Introduction
The incidence of nasopharyngeal carcinoma (NPC) is
particularly high in Southern China, and radiotherapy and
chemotherapy are effective therapeutic strategies for its treatment
(1). Recent advances in the
treatment of NPC have led to an improvement in the local control
rate; however, the distant metastasis rate of NPC remains high
(2,3). Notably, >60% of unsuccessful
treatments are due to distant metastasis (4,5).

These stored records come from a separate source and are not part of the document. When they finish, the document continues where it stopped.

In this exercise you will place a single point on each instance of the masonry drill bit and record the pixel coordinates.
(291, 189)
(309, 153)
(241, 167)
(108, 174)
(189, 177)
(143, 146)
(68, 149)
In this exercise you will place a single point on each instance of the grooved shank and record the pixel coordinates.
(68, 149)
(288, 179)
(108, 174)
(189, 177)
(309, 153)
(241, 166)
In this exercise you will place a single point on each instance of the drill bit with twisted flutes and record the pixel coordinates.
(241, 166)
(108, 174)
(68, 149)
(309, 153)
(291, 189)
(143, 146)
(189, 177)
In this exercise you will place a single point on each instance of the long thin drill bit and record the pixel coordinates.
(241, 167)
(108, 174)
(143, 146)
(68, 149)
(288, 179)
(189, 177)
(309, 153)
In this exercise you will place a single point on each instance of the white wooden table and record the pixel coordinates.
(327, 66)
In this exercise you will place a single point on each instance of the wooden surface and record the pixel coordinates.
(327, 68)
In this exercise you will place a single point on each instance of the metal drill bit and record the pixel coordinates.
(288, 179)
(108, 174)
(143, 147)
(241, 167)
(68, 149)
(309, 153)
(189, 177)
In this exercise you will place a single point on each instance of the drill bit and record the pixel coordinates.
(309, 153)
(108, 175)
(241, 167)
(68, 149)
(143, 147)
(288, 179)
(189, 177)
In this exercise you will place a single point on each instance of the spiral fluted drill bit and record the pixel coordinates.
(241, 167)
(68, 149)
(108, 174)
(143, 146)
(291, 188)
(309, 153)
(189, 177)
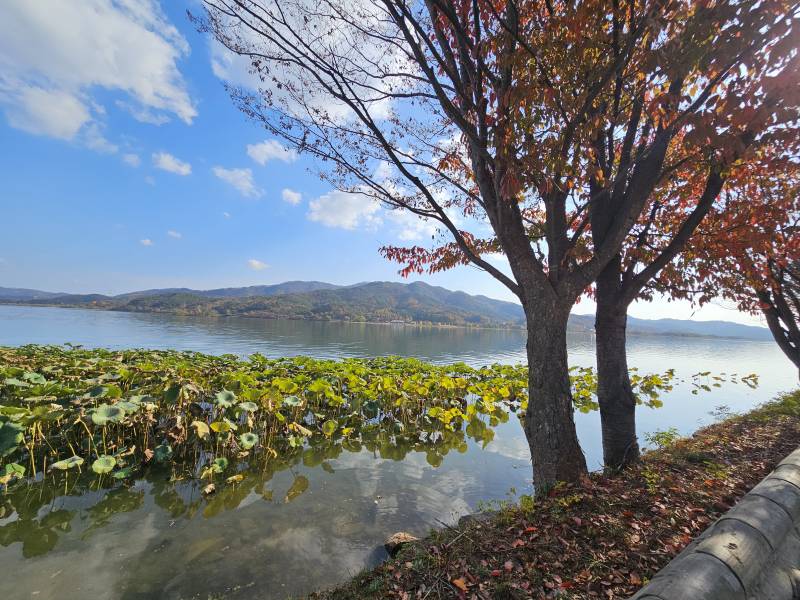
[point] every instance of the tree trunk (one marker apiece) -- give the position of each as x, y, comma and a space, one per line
614, 393
549, 423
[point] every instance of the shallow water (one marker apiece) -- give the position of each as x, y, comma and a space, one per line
303, 526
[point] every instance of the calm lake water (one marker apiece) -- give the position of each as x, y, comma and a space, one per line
310, 523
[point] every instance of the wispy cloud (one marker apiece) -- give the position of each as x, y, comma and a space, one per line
271, 150
240, 179
61, 95
256, 264
166, 162
345, 210
291, 196
132, 160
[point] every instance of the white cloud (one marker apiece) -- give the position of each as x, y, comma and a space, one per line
345, 210
54, 55
55, 113
291, 196
167, 162
132, 160
241, 179
411, 227
256, 264
271, 150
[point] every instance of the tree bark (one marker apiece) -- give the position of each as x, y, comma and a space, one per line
549, 420
614, 393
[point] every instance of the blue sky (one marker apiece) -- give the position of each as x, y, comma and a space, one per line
126, 166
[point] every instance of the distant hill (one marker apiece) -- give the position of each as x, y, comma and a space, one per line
24, 294
287, 287
377, 301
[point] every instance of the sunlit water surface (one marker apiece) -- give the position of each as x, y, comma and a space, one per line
263, 539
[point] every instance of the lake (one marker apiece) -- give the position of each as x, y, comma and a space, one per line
269, 538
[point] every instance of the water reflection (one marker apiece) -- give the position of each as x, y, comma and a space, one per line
306, 518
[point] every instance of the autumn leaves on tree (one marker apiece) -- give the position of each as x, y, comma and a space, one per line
584, 141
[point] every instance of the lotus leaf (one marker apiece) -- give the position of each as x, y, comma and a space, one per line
67, 463
163, 452
292, 401
329, 427
97, 391
16, 382
108, 413
11, 435
221, 426
225, 398
12, 471
201, 429
34, 378
124, 473
248, 440
104, 464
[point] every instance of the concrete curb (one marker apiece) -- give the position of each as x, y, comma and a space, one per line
752, 552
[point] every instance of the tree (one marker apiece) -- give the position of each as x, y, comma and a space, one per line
492, 120
748, 250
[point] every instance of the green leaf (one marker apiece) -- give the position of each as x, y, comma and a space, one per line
68, 463
292, 401
329, 427
201, 429
221, 426
108, 413
11, 436
163, 452
225, 398
248, 440
299, 485
171, 393
104, 464
12, 471
124, 473
34, 378
219, 465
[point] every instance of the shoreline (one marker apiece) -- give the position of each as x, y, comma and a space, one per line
413, 324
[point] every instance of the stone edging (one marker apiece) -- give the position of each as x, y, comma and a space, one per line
752, 552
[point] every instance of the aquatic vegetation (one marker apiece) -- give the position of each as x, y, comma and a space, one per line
202, 416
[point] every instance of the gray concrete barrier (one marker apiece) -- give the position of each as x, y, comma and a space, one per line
752, 552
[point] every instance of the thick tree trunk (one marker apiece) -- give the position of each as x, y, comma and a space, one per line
614, 393
549, 423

Therefore, numerous studies have aimed to investigate the mechanism
of distant metastasis, in order to improve the treatment of locally
advanced NPC. Epithelial-mesenchymal transition (EMT) is one of the
processes involved in distant metastasis of tumor cells, which may
promote uncontrolled growth, migration and invasion of epithelial
cancer cells (6–8). Various extracellular signaling
molecules promote EMT, including transforming growth factor-β
(TGF-β), fibroblast growth factor and epidermal growth factor, via
a series of cascade reactions (9–11).
The mitogen-activated protein kinase (MAPK) signaling pathway is a
signal transduction pathway that is able to induce transcriptional
alterations downstream to the aforementioned extracellular signals
(12). Additionally,
hyperactivation of the MAPK signaling pathway may induce metastasis
in human breast cancer (13).
Amyloid β precursor protein (APP) is a key gene
involved in Alzheimer's disease (14,15).
A previous study identified the upregulation of APP expression in
various types of tumor cells (16). Proteomic profiling of
TGF-β1-treated NPC CNE-2 cells identified an increase in the
protein expression levels of APP (17). Bioinformatics analyses demonstrated
that APP is differentially expressed in NPC tissues compared with
healthy tissues, and it exhibits druggable domains (18). Hérard et al (19) reported that transfection of cells
with a small interfering RNA (siRNA) targeting APP significantly
decreases the protein expression levels of presynaptic APP and
amyloid β precursor-like protein 2. Additionally, siRNA targeting
APP decreases glucose metabolism in neurons in the superior
colliculus (19). In order to
further investigate the mechanism underlying APP function, previous
studies established an APP-siRNA plasmid vector, which laid the
foundation for further studies examining the role of APP in
vitro (20,21). APP silencing is able to effectively
suppress the proliferation, migration and invasion of tumor cells
(22). However, whether APP
silencing may inhibit NPC development remains unclear.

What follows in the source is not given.